RECHERCHE :
Bienvenue sur le site de Michel VOLLE
Powered by picosearch  


Vous êtes libre de copier, distribuer et/ou modifier les documents de ce site, à la seule condition de citer la source.
 GNU Free Documentation License.


Au carrefour

15 août 2001


Liens utiles

- Reconstruire les valeurs
- Culte de l'apparence
- Culte de l'émotion
- Culte de l'abstrait
Une langue n’existe que lorsque l’individu l’utilise pour exprimer sa pensée. De même, les valeurs ne prennent de consistance que lorsque l’individu en a fait les repères de son action. Elles réclament de chacun une adhésion, mais les valeurs ne sont pas plus que la langue des phénomènes individuels : elles ne « prennent » que si elles sont collectivement reconnues, si l’adhésion commune étaye l’adhésion individuelle.

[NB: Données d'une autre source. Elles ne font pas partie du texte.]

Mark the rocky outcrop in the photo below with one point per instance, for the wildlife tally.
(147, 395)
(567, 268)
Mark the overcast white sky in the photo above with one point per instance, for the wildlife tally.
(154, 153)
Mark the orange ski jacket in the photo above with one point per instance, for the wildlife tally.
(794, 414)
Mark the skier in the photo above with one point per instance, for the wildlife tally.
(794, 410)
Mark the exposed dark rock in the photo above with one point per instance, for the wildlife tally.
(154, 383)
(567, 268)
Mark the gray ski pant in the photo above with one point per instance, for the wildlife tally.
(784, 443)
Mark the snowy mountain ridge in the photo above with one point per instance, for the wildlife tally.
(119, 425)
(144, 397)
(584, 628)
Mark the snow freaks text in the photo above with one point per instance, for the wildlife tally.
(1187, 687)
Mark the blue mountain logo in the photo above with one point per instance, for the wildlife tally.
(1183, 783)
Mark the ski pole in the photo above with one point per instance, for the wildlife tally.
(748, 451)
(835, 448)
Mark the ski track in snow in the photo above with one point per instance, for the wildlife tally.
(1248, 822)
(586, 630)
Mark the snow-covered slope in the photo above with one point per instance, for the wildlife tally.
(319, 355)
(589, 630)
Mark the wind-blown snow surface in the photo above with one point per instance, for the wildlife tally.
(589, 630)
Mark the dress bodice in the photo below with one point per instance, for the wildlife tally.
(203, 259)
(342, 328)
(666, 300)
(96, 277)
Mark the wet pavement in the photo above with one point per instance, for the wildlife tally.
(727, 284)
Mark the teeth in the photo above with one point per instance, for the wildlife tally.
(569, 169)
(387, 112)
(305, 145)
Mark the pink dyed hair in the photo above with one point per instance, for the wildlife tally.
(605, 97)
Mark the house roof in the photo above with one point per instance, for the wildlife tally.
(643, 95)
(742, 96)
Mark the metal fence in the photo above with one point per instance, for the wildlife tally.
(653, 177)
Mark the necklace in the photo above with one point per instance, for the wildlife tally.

Facteurs de civilisation, elles s’appliquent à la totalité de la culture dont elles émanent.  

La réflexion sur les valeurs, aussi ingénieuse soit-elle, ne doit donc pas rester individuelle ; elle ne peut s’accomplir que dans le partage d’une adhésion, la communication d’une conviction, la conscience partagée d’un enjeu.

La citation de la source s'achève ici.